# 2 XM-L at 700mA or 3 XM-L at 200mA



## chicknpiza (Mar 15, 2011)

Would it be better to build A or B? in terms of battery life? In other words, would B have a longer battery life since it is running 3 XM-L's at a lower mA at the same output? If so, by how much, assuming a 9.6v battery with a B2Flex Buck drive.

A) 2 XM-L at 700mA had an output of 520 lum total (260 lum each)

B) 3 XM-L at ???mA have an output of 520 lum total (I'm guess 180mA would equal 520 lum output, but I could be starkly wrong).


----------



## doctaq (Mar 16, 2011)

there is almost no diminishing return up to 700ma on the xm-l, also 3 leds running at 200ma is going to be dimmer than two leds running at 700ma, this is true of just about any of the bigger leds out there


----------



## CKOD (Mar 16, 2011)

For 520 lumens, 
2 XM-Ls 260lm each, 700 mA nominal, as stated (using T5 bin, so you can go cool or neutral white) Vf of 2.9V or so, ~4W used (2.9*.7A*2LEDs)
3XM-Ls 173 each, (66% relative intensity) at ~450-500 mA and 2.85 ish volts for the Vf 3.84 watts used (2.85*.45*3) 

http://www.cree.com/products/pdf/XLampXM-L.pdf

You have a lumens goal, so divide that by the number of LEDs and the "standard" 700mA value for the bin youre using (in the case of the T5 bin, right at 260 lumens) that gives you a relative percentage, that you scroll down to the relative flux vs current graph, and find the drive current you need.
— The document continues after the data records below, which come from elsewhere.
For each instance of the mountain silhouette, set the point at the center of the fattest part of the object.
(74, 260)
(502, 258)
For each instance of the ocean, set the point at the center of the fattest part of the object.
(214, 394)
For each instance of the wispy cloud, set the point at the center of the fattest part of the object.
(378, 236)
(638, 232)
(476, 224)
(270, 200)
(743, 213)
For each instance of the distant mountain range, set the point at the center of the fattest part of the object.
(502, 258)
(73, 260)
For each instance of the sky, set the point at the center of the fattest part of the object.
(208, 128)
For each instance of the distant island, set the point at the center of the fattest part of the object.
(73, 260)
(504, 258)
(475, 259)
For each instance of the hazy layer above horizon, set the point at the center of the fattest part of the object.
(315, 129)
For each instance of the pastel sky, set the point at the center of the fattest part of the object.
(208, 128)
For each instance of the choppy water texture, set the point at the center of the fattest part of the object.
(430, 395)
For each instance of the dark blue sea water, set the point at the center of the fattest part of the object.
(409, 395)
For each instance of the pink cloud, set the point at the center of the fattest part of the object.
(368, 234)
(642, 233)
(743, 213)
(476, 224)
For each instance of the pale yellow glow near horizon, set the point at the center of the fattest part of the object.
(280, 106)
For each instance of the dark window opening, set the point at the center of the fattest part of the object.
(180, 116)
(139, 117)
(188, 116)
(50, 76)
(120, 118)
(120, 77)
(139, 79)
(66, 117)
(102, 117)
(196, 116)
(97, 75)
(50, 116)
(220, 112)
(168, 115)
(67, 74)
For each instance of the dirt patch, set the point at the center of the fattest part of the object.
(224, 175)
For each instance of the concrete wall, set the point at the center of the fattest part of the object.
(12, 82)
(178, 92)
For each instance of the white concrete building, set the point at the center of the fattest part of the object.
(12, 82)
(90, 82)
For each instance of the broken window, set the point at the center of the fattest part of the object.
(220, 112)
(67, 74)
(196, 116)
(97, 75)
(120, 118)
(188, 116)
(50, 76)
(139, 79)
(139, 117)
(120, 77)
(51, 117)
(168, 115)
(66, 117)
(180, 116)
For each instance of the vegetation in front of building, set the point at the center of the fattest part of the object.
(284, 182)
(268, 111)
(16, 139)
Then scroll back up the the forward voltage vs current graph to get the nominal voltage at that current. 

That gives you your nominal lumens output, drive current, and voltage, which lets you calculate watts and efficiency. 
So youre looking at 130 lm/W vs 135lm/w not much difference, go with whatever fits your form factor/driver better.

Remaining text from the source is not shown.